Yesterday, I picked up "Fun Home: A Family Tragicomic," which I'll be reading for Gay and Lesbian Lit next semester. I must admit, as obvious as it may seem, the idea of reading ahead has never occurred to me. Marcy mentioned that she was going to try to get some reading done over winter break, and I thought, 'What a brilliant idea!! I can't ever think of something to read, and I'm always bored to tears at home!' and here I am.

This graphic memoir is the author's recollection of her sexually confused home, particularly in respect to her father, who died when she was twenty. He was hit by a truck--officially an accident, perhaps a suicide. Their family dynamic is very unique, and yet, I find it relatable despite completely different circumstances within my household.

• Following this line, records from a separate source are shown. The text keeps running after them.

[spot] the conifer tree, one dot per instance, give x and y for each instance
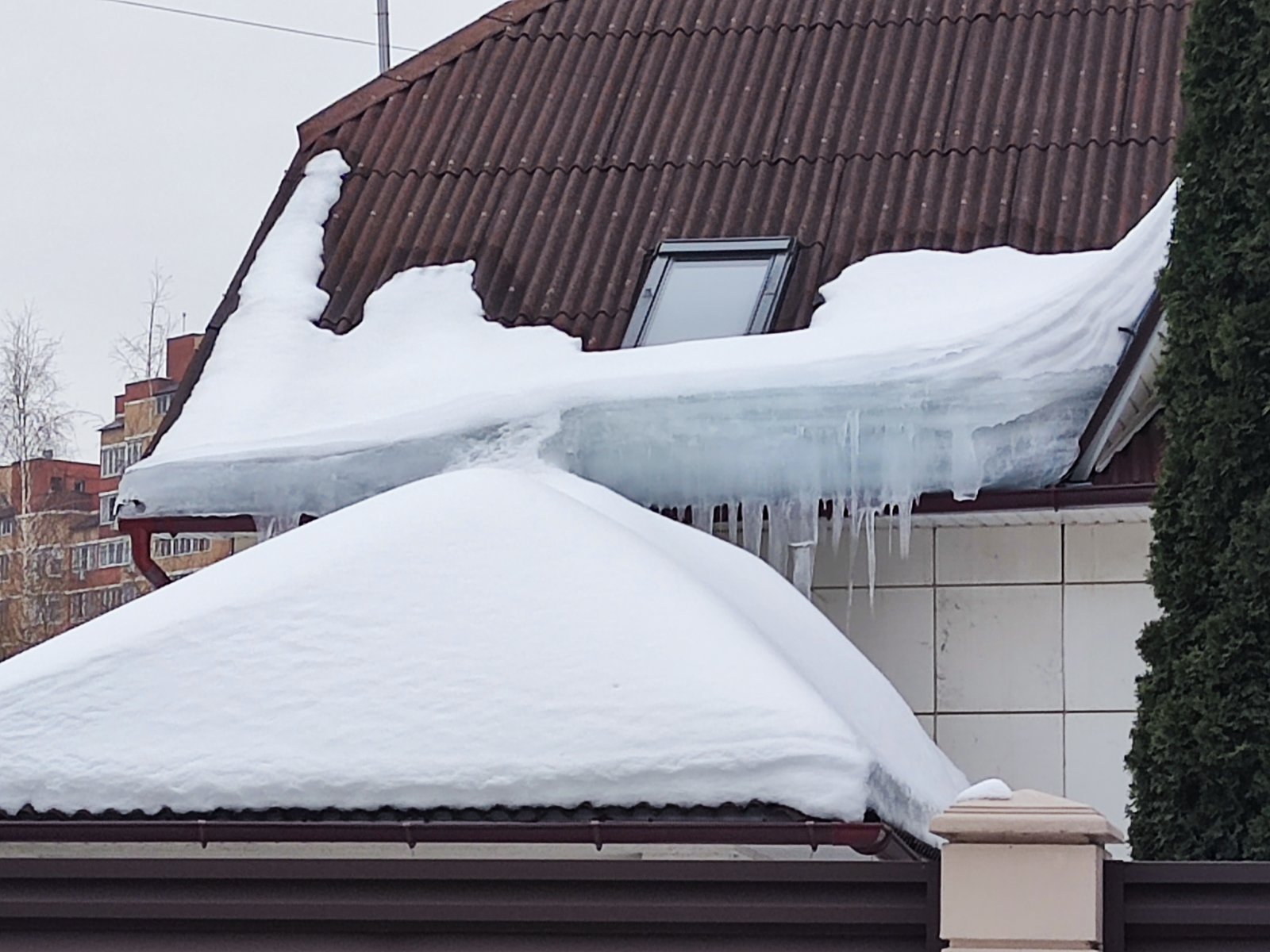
(1200, 754)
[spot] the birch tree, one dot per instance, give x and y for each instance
(33, 420)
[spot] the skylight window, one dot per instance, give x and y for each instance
(710, 289)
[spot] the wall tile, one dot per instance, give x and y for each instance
(1024, 750)
(927, 723)
(1100, 632)
(1096, 746)
(897, 634)
(918, 569)
(999, 649)
(1106, 552)
(1001, 554)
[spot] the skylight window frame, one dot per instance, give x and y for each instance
(779, 253)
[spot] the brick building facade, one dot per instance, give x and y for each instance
(80, 564)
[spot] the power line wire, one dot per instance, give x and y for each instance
(252, 23)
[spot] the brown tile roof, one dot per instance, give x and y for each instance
(558, 141)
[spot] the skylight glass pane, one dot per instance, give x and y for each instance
(705, 298)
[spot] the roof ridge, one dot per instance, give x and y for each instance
(1110, 6)
(1094, 143)
(499, 21)
(418, 67)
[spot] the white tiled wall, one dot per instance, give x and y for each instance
(1014, 644)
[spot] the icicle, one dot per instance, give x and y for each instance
(270, 526)
(906, 526)
(778, 536)
(752, 526)
(804, 566)
(870, 516)
(837, 520)
(702, 517)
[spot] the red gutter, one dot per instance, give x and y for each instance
(868, 838)
(141, 530)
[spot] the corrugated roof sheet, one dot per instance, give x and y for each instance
(560, 152)
(558, 143)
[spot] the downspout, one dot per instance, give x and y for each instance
(141, 531)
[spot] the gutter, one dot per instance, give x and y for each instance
(1146, 333)
(867, 838)
(1056, 498)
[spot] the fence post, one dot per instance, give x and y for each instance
(1022, 873)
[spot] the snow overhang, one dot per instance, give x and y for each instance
(924, 372)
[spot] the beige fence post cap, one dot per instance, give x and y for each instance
(1026, 816)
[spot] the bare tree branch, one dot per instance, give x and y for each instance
(33, 422)
(141, 355)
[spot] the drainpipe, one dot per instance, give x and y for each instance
(140, 531)
(385, 54)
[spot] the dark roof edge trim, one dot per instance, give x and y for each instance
(230, 300)
(1143, 333)
(1056, 498)
(417, 67)
(869, 838)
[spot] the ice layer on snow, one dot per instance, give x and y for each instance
(921, 372)
(475, 639)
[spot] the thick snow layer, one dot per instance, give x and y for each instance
(476, 639)
(924, 371)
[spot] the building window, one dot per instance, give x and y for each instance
(164, 546)
(112, 552)
(117, 596)
(114, 460)
(51, 562)
(710, 289)
(84, 559)
(110, 508)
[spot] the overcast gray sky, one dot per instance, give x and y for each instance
(135, 136)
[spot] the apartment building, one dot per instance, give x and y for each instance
(80, 564)
(48, 509)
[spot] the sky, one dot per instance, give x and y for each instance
(137, 137)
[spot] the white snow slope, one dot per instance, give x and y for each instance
(925, 371)
(475, 639)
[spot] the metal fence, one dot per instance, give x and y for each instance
(1191, 907)
(334, 904)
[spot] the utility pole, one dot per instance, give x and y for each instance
(385, 63)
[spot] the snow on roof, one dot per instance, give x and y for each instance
(924, 371)
(476, 639)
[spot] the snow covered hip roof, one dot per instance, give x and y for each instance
(425, 649)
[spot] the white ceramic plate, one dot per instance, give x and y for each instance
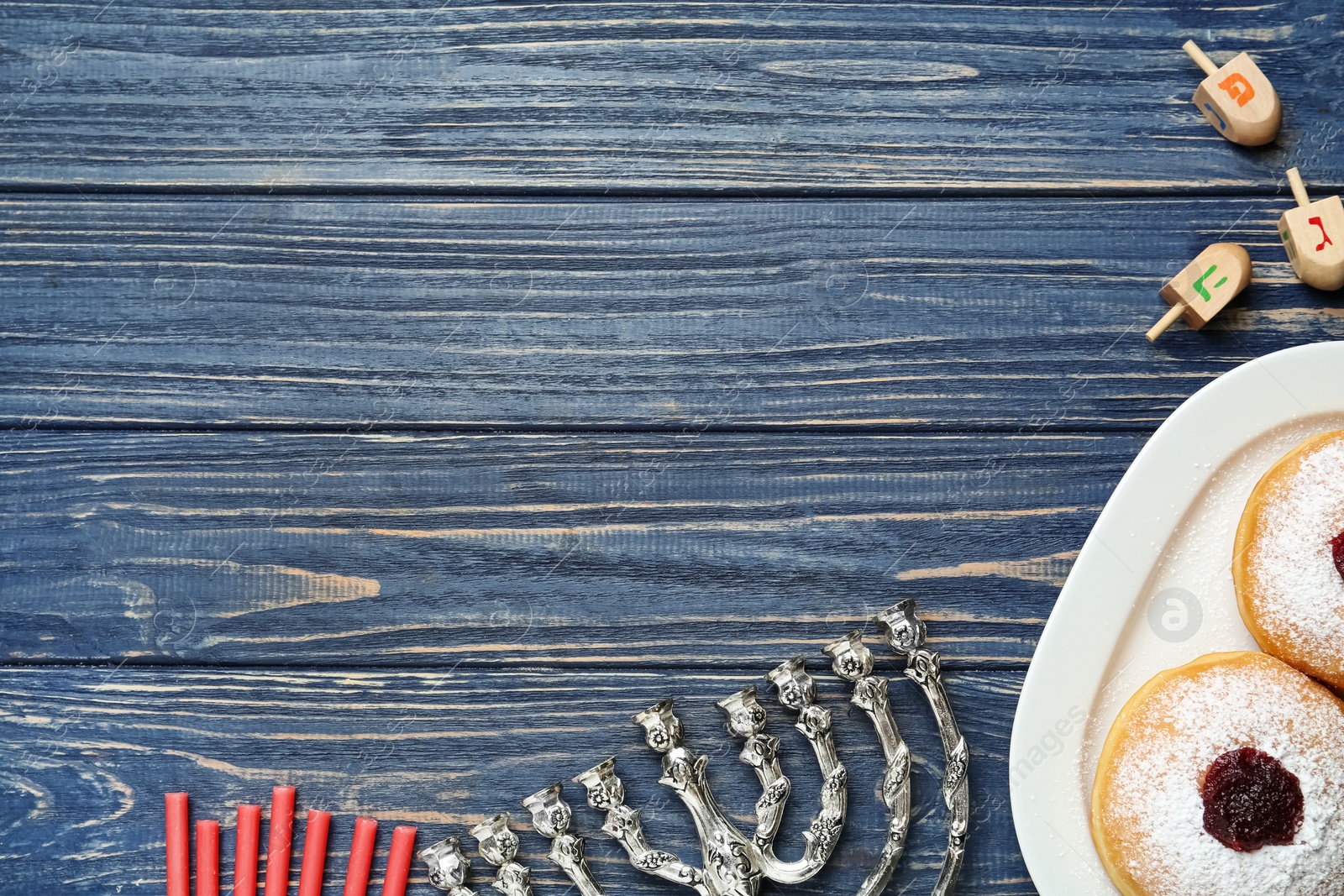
(1152, 589)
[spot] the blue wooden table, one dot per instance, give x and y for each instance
(396, 399)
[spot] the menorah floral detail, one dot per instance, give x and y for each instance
(736, 864)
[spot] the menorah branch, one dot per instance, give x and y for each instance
(797, 694)
(606, 793)
(906, 634)
(853, 661)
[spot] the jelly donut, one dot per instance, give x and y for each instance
(1288, 563)
(1223, 777)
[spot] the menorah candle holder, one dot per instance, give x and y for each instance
(551, 819)
(853, 661)
(732, 862)
(448, 867)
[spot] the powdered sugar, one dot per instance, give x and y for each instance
(1155, 790)
(1299, 589)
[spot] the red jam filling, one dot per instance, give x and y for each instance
(1250, 801)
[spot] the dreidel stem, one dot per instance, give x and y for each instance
(1294, 181)
(1168, 318)
(1200, 60)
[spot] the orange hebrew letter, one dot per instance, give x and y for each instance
(1238, 87)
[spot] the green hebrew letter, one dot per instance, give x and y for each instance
(1200, 284)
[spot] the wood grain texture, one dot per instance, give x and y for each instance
(87, 754)
(685, 316)
(627, 97)
(696, 551)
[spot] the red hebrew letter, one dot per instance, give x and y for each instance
(1238, 87)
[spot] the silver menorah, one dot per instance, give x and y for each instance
(736, 864)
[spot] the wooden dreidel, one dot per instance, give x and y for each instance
(1310, 235)
(1238, 100)
(1205, 286)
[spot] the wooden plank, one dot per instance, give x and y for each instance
(512, 550)
(601, 97)
(685, 316)
(87, 755)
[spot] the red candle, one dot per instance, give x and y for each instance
(315, 852)
(277, 851)
(400, 860)
(175, 810)
(360, 857)
(207, 857)
(245, 851)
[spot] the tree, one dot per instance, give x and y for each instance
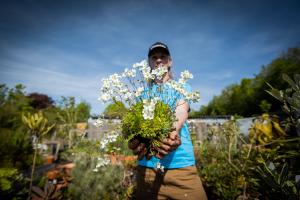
(83, 111)
(249, 97)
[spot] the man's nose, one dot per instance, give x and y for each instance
(158, 60)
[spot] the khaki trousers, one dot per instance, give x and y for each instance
(176, 184)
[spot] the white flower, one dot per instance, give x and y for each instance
(115, 80)
(159, 72)
(105, 84)
(128, 96)
(99, 122)
(139, 91)
(101, 163)
(105, 97)
(141, 64)
(148, 108)
(184, 76)
(129, 73)
(146, 71)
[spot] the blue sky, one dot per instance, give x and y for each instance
(65, 48)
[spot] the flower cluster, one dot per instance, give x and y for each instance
(150, 116)
(149, 107)
(109, 138)
(129, 86)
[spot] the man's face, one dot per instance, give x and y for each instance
(159, 59)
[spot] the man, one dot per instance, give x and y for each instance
(179, 179)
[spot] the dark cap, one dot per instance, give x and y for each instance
(158, 46)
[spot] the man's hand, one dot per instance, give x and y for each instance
(167, 145)
(138, 148)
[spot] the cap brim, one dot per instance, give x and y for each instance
(158, 49)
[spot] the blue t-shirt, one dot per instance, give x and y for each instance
(183, 156)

Bechdel explains that her parents were both artists in multiple forms--her mother a pianist and actress, her father a literary scholar with a flair for interior design--and that often she interrupted their moments of escape.

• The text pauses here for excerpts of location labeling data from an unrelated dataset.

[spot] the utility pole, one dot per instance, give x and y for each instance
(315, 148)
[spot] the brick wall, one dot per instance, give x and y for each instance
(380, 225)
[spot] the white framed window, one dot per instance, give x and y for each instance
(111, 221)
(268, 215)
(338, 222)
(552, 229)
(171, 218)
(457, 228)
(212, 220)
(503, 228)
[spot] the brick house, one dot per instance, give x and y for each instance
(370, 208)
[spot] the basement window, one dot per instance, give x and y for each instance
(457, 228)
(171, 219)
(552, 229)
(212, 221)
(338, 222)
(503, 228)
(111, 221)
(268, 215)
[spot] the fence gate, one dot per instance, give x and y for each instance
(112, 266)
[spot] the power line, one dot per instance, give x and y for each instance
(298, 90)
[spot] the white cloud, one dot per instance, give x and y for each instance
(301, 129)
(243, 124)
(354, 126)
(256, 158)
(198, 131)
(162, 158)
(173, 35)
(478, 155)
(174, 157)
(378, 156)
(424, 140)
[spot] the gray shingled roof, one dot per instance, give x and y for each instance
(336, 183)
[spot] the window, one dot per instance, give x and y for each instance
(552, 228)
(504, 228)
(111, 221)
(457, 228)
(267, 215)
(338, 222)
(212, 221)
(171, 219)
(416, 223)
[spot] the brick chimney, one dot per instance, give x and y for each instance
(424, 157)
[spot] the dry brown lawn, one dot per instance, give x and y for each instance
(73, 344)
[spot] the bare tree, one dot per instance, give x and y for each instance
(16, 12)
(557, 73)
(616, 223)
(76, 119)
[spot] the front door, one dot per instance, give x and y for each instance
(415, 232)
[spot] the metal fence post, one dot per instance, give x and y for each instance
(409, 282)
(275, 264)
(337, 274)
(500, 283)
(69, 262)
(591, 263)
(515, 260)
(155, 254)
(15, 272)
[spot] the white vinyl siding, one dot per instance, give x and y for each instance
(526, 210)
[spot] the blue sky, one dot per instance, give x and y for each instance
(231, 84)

"It's childish, perhaps, to grudge them the sustenance of their creative solitude, but it was all that sustained them, and was thus all-consuming. From their example, I learned quickly to feed myself. It was a vicious circle, though. The more gratification we found in our own geniuses, the more isolated we grew. Our home was like an artists' colony. We ate together, but otherwise were absorbed in our seperate pursuits. And in this isolation, our creativity took on an aspect of compulsion."

I see this so vividly in my own family. We are less of a unit and more several units coexisting in the same space. We don't hate each other. We don't necessarily like each other, but we certainly love each other with all of our hearts, and that stands for something, doesn't it?

She mentions another time that she feels as though there was an unspoken agreement that she would go on to live the artistic life that both of her parents gave up for a family. The unspoken request my parents seem to be making is interesting--it seems to me that they want me to do just as they have done, but WITHOUT that regret of giving something else up. It seems they want me to give up the same things, they just want me to "see" that it's worth it.

The problem, of course, is that my parents have accidently raised their polar opposites in children. While my brother maintains their political and religious beliefs, I honestly think (and hope...) that it's only a manner of time. I didn't consider other options until college; I'll consider him up in the air until he gets to college as well.

Basically, this book is very easy to fall into. It's easy to exchange your family's issues for those Alison brings up, and it's easy to remember those tiny psychological scars that parallel events left in you. This 'quick read' has a lot of depth, and I know that it will take two or three more quick reads through it to pick up half of the meaning in these anecdotes.

As a graphic narrative, it's a totally new genre for me, and I must say it is enjoyable. It forces me to see the story first and its typographical delivery second, with fair reason and to my advantage. It's definitely worth the read.